Despite making a brilliant debut, Ito was plagued by various injuries to his pitching arm, and did not play a single game from 1994–1995. He had surgery on his shoulder, and spent almost three years in rehabilitation before returning in 1996.

In 1997, he made a huge comeback as a closer, marking 19 saves with a 1.51 ERA. He returned to the starting rotation in 1998, and marked a 2.72 ERA in 29 starts.

He was able to pitch in the starting rotation until 2000, but sustained various other injuries to his legs and shoulder, and he had surgery on his right shoulder in October, 1999. His 2001 season ended in April, and he had shoulder surgery for the third time in his career that year. He pitched in a minor league game in October, 2002, and struck out the first batter he faced before dislocating his shoulder against the second batter. He threw only nine pitches that day.

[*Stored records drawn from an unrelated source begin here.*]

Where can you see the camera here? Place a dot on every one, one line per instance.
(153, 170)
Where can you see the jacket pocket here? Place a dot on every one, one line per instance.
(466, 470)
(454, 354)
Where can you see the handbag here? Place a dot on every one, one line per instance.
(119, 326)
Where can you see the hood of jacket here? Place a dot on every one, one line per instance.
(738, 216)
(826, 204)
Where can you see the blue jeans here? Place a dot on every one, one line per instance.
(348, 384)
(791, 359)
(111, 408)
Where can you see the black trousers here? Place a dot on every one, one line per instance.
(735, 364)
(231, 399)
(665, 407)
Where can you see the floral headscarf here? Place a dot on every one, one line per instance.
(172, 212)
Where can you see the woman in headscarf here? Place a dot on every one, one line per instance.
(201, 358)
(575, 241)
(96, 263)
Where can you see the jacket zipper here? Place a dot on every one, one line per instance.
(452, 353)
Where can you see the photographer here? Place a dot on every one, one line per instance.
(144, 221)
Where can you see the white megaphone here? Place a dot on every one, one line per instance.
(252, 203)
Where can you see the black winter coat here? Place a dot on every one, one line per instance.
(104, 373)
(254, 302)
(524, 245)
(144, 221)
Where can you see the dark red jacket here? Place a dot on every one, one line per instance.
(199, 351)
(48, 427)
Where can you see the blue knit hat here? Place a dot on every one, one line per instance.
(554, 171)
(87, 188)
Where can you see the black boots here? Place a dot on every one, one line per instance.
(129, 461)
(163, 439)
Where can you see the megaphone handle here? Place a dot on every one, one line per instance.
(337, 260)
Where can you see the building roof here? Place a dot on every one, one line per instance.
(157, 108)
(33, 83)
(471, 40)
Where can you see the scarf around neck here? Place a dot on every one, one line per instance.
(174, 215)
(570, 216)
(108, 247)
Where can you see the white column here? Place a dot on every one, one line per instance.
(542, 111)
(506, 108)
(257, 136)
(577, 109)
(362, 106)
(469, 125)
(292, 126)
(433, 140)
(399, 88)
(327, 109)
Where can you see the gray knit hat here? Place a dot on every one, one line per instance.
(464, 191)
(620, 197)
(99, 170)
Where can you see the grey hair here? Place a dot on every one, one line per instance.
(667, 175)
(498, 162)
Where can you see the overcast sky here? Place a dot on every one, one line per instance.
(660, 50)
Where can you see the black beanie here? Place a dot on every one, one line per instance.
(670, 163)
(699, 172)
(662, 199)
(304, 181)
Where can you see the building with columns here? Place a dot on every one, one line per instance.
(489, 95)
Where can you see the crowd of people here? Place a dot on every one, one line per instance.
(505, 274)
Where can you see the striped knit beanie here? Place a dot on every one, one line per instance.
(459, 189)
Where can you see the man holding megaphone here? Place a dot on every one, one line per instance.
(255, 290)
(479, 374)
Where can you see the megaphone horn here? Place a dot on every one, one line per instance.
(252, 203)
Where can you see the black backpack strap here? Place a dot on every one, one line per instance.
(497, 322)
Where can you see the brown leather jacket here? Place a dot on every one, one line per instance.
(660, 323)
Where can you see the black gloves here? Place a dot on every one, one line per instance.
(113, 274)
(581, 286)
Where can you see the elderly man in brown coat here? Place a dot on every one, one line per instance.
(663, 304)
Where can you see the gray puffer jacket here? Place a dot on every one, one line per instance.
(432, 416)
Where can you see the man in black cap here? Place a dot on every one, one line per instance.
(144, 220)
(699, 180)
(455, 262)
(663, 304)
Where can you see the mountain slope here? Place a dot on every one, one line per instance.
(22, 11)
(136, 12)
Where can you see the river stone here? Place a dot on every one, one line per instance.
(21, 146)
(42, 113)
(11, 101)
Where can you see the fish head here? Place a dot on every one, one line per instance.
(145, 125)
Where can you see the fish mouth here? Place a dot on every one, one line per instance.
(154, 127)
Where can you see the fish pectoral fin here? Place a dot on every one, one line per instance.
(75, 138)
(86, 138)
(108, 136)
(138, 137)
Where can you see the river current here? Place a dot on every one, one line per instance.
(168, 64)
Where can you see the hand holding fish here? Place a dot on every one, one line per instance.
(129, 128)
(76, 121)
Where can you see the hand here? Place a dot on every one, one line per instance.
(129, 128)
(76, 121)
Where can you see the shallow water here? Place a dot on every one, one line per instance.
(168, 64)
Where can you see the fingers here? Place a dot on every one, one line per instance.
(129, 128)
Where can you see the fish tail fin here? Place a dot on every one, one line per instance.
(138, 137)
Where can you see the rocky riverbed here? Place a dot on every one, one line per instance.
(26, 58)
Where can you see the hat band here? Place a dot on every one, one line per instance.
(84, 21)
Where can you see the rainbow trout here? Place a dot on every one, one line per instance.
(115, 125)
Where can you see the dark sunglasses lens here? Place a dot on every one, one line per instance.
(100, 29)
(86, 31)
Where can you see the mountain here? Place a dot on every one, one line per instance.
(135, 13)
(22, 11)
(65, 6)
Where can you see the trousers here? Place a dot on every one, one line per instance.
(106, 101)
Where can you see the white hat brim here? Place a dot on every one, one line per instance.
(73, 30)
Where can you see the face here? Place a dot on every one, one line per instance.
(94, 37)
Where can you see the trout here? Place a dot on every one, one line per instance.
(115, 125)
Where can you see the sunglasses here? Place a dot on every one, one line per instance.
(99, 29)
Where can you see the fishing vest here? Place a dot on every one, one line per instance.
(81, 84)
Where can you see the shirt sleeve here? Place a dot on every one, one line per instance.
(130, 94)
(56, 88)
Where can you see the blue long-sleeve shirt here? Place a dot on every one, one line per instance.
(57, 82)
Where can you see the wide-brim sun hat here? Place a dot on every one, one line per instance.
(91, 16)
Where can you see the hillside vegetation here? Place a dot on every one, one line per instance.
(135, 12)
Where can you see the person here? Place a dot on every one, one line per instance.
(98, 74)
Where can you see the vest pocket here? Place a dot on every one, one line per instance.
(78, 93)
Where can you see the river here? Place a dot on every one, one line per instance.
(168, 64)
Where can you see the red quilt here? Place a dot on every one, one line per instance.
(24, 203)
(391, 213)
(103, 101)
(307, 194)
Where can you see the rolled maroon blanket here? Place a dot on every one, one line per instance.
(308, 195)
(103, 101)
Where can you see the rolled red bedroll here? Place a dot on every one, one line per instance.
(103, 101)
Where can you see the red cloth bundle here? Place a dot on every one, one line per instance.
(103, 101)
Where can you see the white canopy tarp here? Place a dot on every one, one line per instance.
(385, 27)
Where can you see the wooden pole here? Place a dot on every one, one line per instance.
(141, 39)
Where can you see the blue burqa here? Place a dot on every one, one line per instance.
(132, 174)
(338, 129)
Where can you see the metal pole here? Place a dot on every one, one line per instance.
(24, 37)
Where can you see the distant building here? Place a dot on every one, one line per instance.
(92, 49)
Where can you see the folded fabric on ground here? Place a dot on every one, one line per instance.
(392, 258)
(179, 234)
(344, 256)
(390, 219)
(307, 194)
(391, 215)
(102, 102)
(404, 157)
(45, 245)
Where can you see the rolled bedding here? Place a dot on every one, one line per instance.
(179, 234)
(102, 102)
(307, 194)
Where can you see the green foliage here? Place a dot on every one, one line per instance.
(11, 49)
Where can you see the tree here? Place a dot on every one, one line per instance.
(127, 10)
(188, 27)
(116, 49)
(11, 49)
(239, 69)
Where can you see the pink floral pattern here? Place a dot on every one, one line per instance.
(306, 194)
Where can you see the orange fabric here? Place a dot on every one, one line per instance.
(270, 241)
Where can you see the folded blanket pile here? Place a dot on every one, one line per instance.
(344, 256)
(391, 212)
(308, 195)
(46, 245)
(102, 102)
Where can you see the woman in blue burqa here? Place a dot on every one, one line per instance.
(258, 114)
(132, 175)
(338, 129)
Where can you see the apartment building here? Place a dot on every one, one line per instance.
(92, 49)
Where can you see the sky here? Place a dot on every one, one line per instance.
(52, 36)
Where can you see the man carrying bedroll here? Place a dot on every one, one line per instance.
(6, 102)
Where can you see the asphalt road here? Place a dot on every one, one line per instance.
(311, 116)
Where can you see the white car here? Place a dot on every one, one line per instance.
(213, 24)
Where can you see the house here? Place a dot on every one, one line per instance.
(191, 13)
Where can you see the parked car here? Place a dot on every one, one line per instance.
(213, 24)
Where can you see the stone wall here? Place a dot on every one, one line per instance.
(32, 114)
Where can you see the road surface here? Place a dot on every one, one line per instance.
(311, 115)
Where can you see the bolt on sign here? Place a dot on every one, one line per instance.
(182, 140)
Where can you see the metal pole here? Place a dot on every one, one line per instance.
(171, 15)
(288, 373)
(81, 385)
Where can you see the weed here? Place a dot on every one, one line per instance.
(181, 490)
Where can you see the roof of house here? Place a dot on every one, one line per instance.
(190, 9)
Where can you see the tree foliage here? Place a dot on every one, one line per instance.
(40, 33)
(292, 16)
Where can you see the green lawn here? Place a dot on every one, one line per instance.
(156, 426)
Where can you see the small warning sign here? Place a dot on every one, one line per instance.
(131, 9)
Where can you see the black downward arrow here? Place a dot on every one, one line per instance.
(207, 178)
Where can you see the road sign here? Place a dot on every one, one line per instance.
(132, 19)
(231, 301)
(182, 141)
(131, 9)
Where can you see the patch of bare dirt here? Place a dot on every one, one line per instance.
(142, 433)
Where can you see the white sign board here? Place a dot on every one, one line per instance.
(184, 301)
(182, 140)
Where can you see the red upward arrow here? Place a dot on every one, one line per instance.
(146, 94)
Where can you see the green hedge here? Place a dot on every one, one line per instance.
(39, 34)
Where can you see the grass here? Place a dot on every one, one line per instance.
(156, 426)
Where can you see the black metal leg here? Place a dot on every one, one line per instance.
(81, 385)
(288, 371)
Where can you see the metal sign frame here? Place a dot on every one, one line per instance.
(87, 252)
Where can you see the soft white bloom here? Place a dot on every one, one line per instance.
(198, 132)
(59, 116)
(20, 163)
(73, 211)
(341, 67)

The team suggested he retire, but Ito refused, and made a comeback on October 24, 2003, pitching in a minor league game against the Yomiuri Giants. The fastest pitch he threw was a 67 mph (109 km/h) fastball, and he walked two of the three batters he faced. He announced his retirement five days later.

Ito's remarkable slider was enabled by a loose shoulder joint. A loose shoulder allows more arm movement, but dislocation occurs far more frequently. Despite his short career, (he played only 127 games in the professional leagues) he is remembered as one of the most remarkable Japanese pitchers in the 1990s.